Do ponto de vista fisiológico, ocorre diminuição da quantidade de neurotransmissores, notadamente a serotonina. Certa predisposição psicológica ou personalidade vulnerável podem contribuir para que os sintomas apareçam. Problemas de relacionamento social (isolamento e dificuldade de fazer amigos) completam o quadro de motivações. O cruzamento desses três tipos de fatores expõe o indivíduo ao risco de desenvolver TOC. No âmbito dos distúrbios psíquicos é raro que o quadro da doença esteja ligado a uma única causa. Guilherme, por exemplo, tem antecedentes familiares de depressão, consome álcool com frequência e perdeu o emprego recentemente. O ambiente age sobre o indivíduo e influi em comportamentos e reações.
A abordagem escolhida pelo psiquiatra, psicoterapeuta ou psicólogo precisa considerar o paciente de maneira global. Devem ser levados em conta fatores fisiológicos, relações sociais e interações entre emoção, comportamento e história pessoal. Cada um dos três componentes (fisiológico, psicológico e social) demanda atenção particular. Estudos mostram que tratamentos apenas psicoterapêuticos ou exclusivamente medicamentosos não dão resultado satisfatório.
A melhor maneira de tratar o TOC é a prescrição de medicamentos, que agem sobre o componente fisiológico do distúrbio associada a terapia individual ou em grupo. Diagnóstico precoce e tratamento adaptado ao caso aliviam o sofrimento e ajudam o paciente a gerir ele próprio o transtorno. Abordagem adequada evita depressão (comum devido ao caráter limitador dos sintomas) e favorece a manutenção da vida social do indivíduo.
Infelizmente, o TOC com frequência é mal diagnosticado. Isto se deve em parte ao fato de que muitas pessoas atingidas têm vergonha de sua condição e a dissimulam, ou nem mesmo acreditam estar doentes. Clínicos gerais nem sempre conhecem o problema. Medicamentos e terapia cognitivo-comportamental, conjuntamente costumam surtir efeito. Antidepressivos permitem aumentar a concentração de serotonina em algumas regiões do cérebro, e a terapia cognitiva visa trabalhar comportamentos recorrentes e pensamentos obsessivos.

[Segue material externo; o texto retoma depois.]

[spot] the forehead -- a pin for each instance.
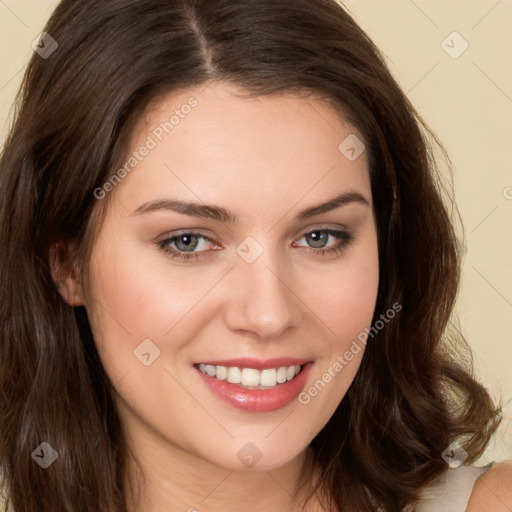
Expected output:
(216, 145)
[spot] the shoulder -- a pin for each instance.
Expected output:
(493, 490)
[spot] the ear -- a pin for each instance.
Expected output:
(65, 273)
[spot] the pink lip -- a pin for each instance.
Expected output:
(257, 400)
(258, 364)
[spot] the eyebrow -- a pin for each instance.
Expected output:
(208, 211)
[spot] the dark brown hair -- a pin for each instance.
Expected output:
(413, 395)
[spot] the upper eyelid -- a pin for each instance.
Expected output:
(197, 232)
(201, 235)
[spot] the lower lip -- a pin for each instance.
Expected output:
(257, 400)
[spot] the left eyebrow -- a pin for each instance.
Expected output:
(218, 213)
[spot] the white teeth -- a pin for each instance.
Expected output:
(222, 372)
(234, 375)
(251, 377)
(281, 374)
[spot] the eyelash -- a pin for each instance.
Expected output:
(344, 239)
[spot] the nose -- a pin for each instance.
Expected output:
(262, 301)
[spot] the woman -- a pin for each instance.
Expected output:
(230, 271)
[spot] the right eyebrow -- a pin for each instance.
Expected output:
(209, 211)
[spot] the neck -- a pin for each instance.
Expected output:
(177, 480)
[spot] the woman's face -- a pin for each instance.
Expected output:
(278, 275)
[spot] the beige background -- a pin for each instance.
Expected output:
(467, 101)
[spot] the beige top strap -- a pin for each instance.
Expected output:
(452, 490)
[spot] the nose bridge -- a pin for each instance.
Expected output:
(262, 301)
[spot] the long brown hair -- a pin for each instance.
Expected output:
(413, 394)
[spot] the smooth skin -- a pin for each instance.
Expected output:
(264, 159)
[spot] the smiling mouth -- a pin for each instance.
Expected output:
(251, 378)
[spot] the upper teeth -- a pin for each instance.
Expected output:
(251, 377)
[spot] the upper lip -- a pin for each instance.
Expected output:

A terapia procura expor progressivamente o indivíduo às situações que causam ansiedade. No início, pede-se ao paciente que imagine situações que poderiam desencadear a compulsão. Ele começa com cenas que causam angústia moderada e passa a situações que tenha cada vez mais dificuldades de suportar. A cada etapa, com a ajuda do terapeuta a pessoa ganha capacidade de lidar com a ansiedade. Em seguida, é exposta a situações reais, segundo o mesmo princípio progressivo. Aos poucos, aprende a resistir às compulsões e a controlar a angústia.

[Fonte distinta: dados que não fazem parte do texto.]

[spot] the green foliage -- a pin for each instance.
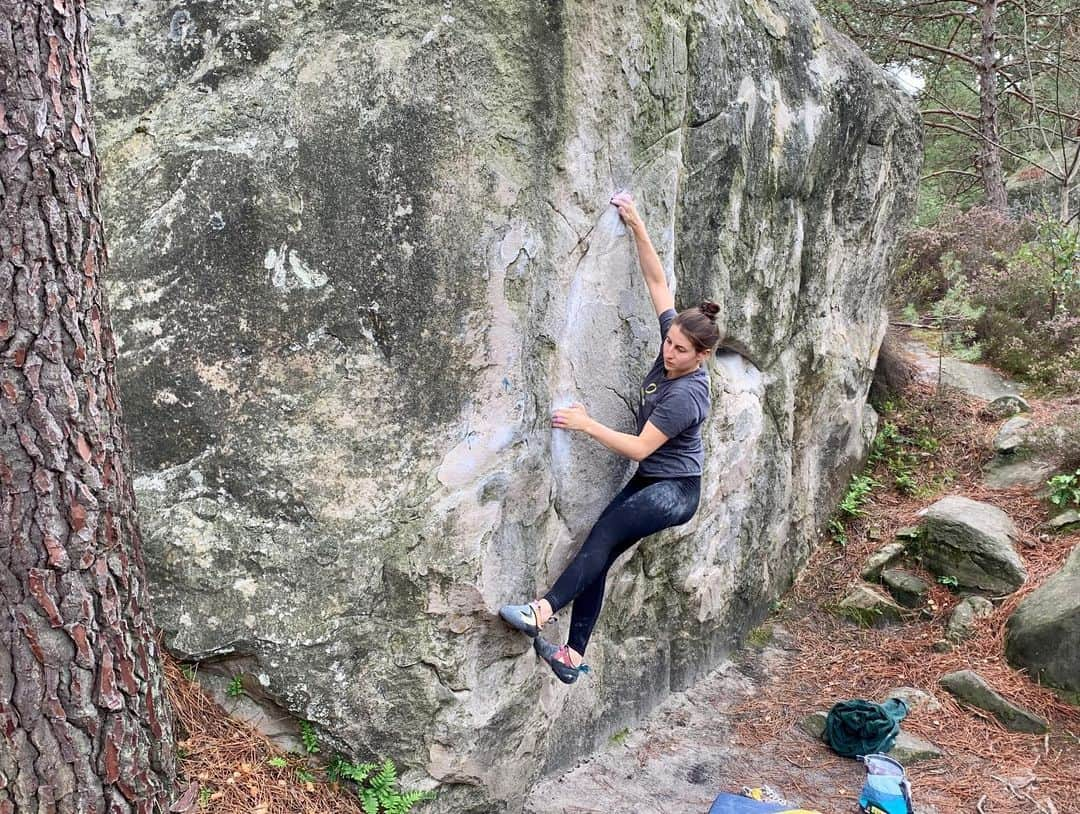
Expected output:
(1030, 326)
(235, 688)
(1065, 489)
(308, 737)
(759, 636)
(377, 786)
(340, 769)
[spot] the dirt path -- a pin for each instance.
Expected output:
(739, 727)
(690, 749)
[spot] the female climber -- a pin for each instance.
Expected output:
(665, 488)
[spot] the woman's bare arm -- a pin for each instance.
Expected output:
(651, 270)
(634, 447)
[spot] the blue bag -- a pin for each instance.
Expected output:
(887, 789)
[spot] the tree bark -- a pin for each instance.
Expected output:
(84, 720)
(989, 155)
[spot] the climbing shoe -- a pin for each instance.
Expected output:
(558, 660)
(522, 618)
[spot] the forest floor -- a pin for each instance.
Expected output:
(740, 724)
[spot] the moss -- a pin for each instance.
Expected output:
(759, 636)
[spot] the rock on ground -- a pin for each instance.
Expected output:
(972, 542)
(972, 689)
(868, 607)
(880, 559)
(1011, 434)
(361, 251)
(961, 623)
(907, 588)
(1043, 633)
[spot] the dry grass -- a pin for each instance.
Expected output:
(226, 762)
(986, 768)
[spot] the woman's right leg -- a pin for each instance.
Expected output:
(591, 559)
(651, 507)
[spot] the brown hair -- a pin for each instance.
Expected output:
(699, 324)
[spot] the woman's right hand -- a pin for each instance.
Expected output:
(624, 202)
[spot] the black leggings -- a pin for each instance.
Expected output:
(645, 506)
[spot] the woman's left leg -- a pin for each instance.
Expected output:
(663, 503)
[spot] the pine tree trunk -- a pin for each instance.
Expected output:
(84, 721)
(989, 154)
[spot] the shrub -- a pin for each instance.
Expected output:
(961, 244)
(1030, 320)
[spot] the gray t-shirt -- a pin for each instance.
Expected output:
(676, 407)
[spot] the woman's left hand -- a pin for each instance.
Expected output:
(574, 417)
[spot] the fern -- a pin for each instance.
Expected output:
(369, 800)
(382, 783)
(403, 803)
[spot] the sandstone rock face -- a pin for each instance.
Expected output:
(362, 251)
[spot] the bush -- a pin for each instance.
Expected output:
(1030, 320)
(1007, 292)
(961, 245)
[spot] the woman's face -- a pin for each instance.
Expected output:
(680, 357)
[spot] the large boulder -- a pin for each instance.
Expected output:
(972, 543)
(1043, 633)
(361, 251)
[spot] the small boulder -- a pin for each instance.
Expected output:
(918, 701)
(868, 607)
(1011, 434)
(971, 689)
(1043, 633)
(908, 748)
(906, 588)
(962, 621)
(880, 559)
(973, 543)
(1008, 405)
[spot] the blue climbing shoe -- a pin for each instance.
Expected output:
(522, 618)
(558, 660)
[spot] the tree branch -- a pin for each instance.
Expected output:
(937, 50)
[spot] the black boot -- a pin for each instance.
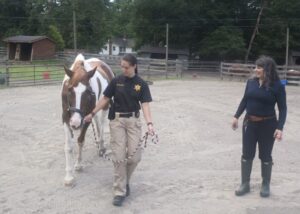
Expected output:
(266, 171)
(246, 167)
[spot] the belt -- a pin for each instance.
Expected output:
(258, 119)
(128, 115)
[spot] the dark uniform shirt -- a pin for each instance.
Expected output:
(128, 93)
(260, 101)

O trabalho cognitivo permite modificar crenças e imagens psíquicas. Crenças podem ser conscientes ou inconscientes, e são frequentemente ligadas a quadros de culpa e responsabilidade. O terapeuta chama a atenção do paciente para certos pensamentos e o ajuda a modificá-los. O caráter irracional das convicções do indivíduo é sublinhado. Finalmente, o sujeito enfrenta a realidade, a fim de se dar conta de que seus medos eram injustificados (“apesar de não lavar as mãos 30 vezes seguidas, não fui contaminado”).

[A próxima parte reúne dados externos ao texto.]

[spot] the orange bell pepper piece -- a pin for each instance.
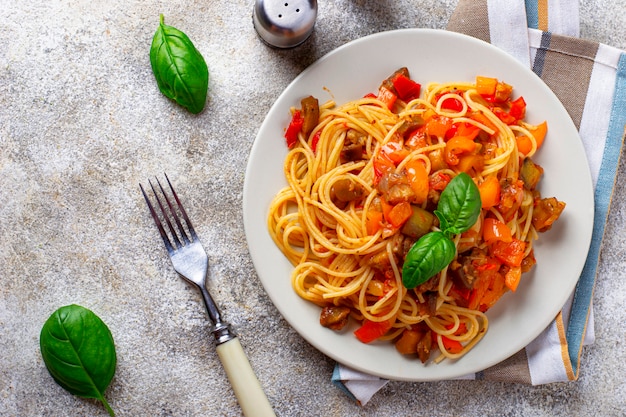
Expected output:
(418, 180)
(494, 230)
(438, 126)
(489, 191)
(387, 96)
(511, 253)
(486, 86)
(374, 222)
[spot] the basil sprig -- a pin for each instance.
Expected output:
(78, 350)
(458, 209)
(180, 70)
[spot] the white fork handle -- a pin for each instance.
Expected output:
(248, 391)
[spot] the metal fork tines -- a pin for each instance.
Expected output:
(190, 260)
(188, 256)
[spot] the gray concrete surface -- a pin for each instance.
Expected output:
(82, 123)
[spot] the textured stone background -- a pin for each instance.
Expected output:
(82, 123)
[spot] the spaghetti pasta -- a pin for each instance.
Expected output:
(362, 188)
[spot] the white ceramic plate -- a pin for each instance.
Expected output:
(357, 68)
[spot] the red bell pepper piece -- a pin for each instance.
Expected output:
(518, 108)
(372, 330)
(511, 253)
(452, 104)
(406, 88)
(295, 127)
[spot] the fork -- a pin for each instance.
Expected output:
(191, 262)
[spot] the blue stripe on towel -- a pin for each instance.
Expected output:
(532, 14)
(604, 190)
(540, 56)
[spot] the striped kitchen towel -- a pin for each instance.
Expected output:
(590, 80)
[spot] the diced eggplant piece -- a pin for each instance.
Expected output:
(420, 223)
(310, 114)
(407, 343)
(530, 173)
(546, 211)
(334, 317)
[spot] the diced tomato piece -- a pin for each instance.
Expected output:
(394, 151)
(513, 277)
(452, 104)
(372, 330)
(382, 164)
(504, 116)
(295, 127)
(456, 146)
(406, 88)
(439, 181)
(315, 140)
(451, 346)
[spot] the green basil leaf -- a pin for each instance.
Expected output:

O TOC pode ter consequências muito negativas na vida social e moral do indivíduo, sobretudo quando ignoramos que se trata de doença frequente na população, mas que pode ser tratada. O TOC não é sinal de fraqueza ou defeito. Diagnóstico preciso é o primeiro passo para a abordagem adequada do problema e o retorno à vida normal.
JERÓME PALAZZOLO – é psiquiatra do centro hospitalar Sainte-Marie, em Nice, França, e professor de antropologia social da saúde da Universidade Senghor, em Alexandria, Egito.